As for the proposed mechanism of JAKMIP2 recruitment to the centrosome, it might also be related to the predicted JAKMIP2 and CLASP1 interaction. It was previously reported that CLASP1 is localized both on the Golgi network [34,35], being bound by the Golgi membrane protein GCC185 [34], and on the centrosome [33,36,37], at least in some cell lines. The same intracellular distribution pattern was detected for JAKMIP2 in our study. There is a chance to speculate that JAKMIP2 might accumulate at specific compartments, such as the centrosome and Golgi membranes, by interacting with its possible partner, CLASP1.

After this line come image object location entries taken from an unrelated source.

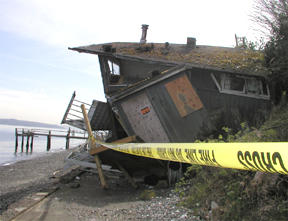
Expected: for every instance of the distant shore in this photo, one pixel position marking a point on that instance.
(26, 176)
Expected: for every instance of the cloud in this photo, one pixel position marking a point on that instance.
(30, 105)
(89, 21)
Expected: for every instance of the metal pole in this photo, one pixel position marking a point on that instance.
(16, 140)
(67, 139)
(27, 144)
(31, 144)
(22, 144)
(49, 141)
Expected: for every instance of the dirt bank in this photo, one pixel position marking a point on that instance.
(82, 198)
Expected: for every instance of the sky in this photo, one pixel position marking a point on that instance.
(38, 73)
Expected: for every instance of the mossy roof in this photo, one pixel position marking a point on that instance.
(233, 59)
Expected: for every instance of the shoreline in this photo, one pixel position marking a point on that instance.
(24, 177)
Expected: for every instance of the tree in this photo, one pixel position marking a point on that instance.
(272, 15)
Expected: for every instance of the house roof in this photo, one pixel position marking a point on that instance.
(224, 58)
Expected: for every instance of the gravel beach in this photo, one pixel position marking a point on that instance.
(82, 198)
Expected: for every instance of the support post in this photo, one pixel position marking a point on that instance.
(127, 175)
(31, 144)
(22, 144)
(93, 143)
(16, 140)
(49, 141)
(68, 139)
(27, 144)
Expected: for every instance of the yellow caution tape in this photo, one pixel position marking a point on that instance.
(266, 157)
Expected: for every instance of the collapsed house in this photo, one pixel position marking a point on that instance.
(163, 92)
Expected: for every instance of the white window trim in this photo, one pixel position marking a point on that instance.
(239, 93)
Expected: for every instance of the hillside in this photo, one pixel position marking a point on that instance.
(24, 123)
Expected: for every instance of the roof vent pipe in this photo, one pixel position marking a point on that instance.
(144, 34)
(191, 42)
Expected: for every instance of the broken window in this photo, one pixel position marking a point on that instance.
(114, 68)
(233, 83)
(241, 85)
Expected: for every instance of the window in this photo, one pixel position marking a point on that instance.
(241, 85)
(114, 68)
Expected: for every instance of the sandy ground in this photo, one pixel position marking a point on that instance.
(79, 195)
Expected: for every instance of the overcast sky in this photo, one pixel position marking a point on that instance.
(38, 73)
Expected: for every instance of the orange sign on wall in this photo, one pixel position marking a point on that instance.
(184, 96)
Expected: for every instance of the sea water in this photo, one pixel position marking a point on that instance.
(7, 145)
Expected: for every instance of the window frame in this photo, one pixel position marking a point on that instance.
(220, 86)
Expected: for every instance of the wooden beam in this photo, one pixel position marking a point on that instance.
(127, 175)
(96, 157)
(96, 150)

It is quite possible that the functions of the centrosome-associated and Golgi-associated JAKMIP2 are not entirely identical. It is well known that the same protein can perform different functions when located in different cellular compartments. A prime example is cytoplasmic dynein, which acts as a motor protein transporting cargo along microtubules through the cytoplasm [51,52], while also being able to generate pulling forces on microtubules reaching the cell boundary when associated with the cell cortex [53]. Furthermore, when anchored at the centrosome, it participates in retaining the microtubule minus-ends [47]. That is why it is particularly interesting to investigate the functions of any protein when we discover it in a previously unknown cellular location. In this study, we have found JAKMIP2 in a new location—at the centrosome—and have shown that it somehow influencesthe centrosome in performing its microtubule-organizing functions. Regarding the endogenous JAKMIP2, at least two distinct isoforms of the protein are present in different cells, as JAKMIP2 mRNA is alternatively spliced in a tissue-specific manner [28,50]. As the antibodies against JAKMIP2 that we used to perform experiments for this article were unable to distinguish one isoform from another, it is even possible that these two isoforms of JAKMIP2 are distributed in different compartments of the cell and perform different functions.